Some foods contain phytoestrogens, which can affect estrogen levels in the body.
- Cruciferous vegetables.
- Soy and some foods that contain soy protein are the most concentrated source.
- Seeds and grains
Some scientists believe that phytoestrogens are endocrine disruptors. They seem to have dual functions at times, capable of increasing and decreasing estrogen activity.
It is a common misconception that phytoestrogens can adversely affect health. Still, some research confirms that foods that contain phytoestrogens mentioned above can reduce cancer risk, reduce hot flashes, improve other menopausal symptoms, and provide other health benefits.
The effects of soy phytoestrogens depend on the type of soybean studied at the time, which has led to inconsistent results. The soy protein isolate will have a different impact than whole soy foods.
Synthetic estrogen, bioidentical estrogen, and estrogens derived from pregnant mares are used for various medical purposes.

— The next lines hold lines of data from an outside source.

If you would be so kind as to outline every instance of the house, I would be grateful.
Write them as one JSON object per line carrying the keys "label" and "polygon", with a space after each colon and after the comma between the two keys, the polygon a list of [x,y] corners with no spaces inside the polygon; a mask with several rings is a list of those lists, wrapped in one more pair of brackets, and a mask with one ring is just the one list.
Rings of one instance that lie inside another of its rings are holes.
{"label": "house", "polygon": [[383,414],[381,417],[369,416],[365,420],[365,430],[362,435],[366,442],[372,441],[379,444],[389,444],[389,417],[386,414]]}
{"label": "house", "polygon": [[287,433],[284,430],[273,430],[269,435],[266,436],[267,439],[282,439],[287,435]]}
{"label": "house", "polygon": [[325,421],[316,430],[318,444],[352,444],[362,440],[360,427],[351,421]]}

The most common estrogen uses are contraceptive pills, hormone replacement therapy (HRT), and bioidentical hormone replacement therapy (HBOT) for menopause.
Pill of the day after:
The contraceptive pill is the method of birth control most commonly used in the United States. Estrogen is included in combined oral contraceptive pills along with the hormone progestin.
Many women take low-dose birth control pills containing 20 to 50 micrograms (mcg) of estrogen.
Estrogen in the combined pill sends comments to the brain. This feedback causes a variety of effects on the body, including:
- Stop the pituitary gland so it does not secrete follicle-stimulating hormone (FSH).
- Stop the production of luteinizing hormone (HL).
- Prevent ovulation
- It supports the uterus lining to prevent intermenstrual bleeding that can sometimes cause spotting between periods.
Some doctors may prescribe contraceptives for alternative uses, which include:
- Regulating the menstrual cycle.
- Relieving severe cramping and heavy bleeding.
- Reduce the risk of ovarian cancer and the development of ovarian cysts.
- Protection against ectopic pregnancy.
- Decrease in perimenopausal symptoms.
- Helping reduce the severity of acne related to hormones.
Taking a contraceptive pill carries several risks, such as:
- Heart attack.
- Blood clots.
- Pulmonary embolism .
- Nausea and vomiting.
- Irregular bleeding
- Weight changes
- Sensitivity and swelling in the breasts.
- Long-term use can also lead to an increased risk of breast cancer.
Hormone replacement therapy:
Hormone replacement therapy (HRT) aims to relieve some symptoms of menopause by making female hormone levels return to normal. The treatment can be provided as estrogen alone or a combination of estrogen and progestin.
For women who still have a uterus, the hormone progestin is used along with estrogen to prevent overgrowth of the uterus lining, leading to endometrial cancer. HRT is available in the form of a pill, nasal spray, patch, skin gel, injection, vaginal cream, or ring.
HRT can help relieve symptoms of menopause, such as:
- Hot flushes.
- Vaginal dryness
- Painful copulation.
- Humor changes.
- Sleep disorders.
- Anxiety .
- Decrease in sexual desire
The US Food and Drug Administration (FDA) UU Recommends that HRT be used in the lowest doses for the shortest time necessary to achieve the treatment objectives.
This may help to avoid some of the uncomfortable side effects, such as:
- Chest pain.
- Humor changes.
- Retention of liquid.
Women who use or are considering hormone therapy after menopause should discuss the possible health benefits and risks with their doctors.
Hormone therapy is also used to help transgender people transition between sexes, and estrogen is often prescribed to help transgender women who seek to develop female secondary sex characteristics.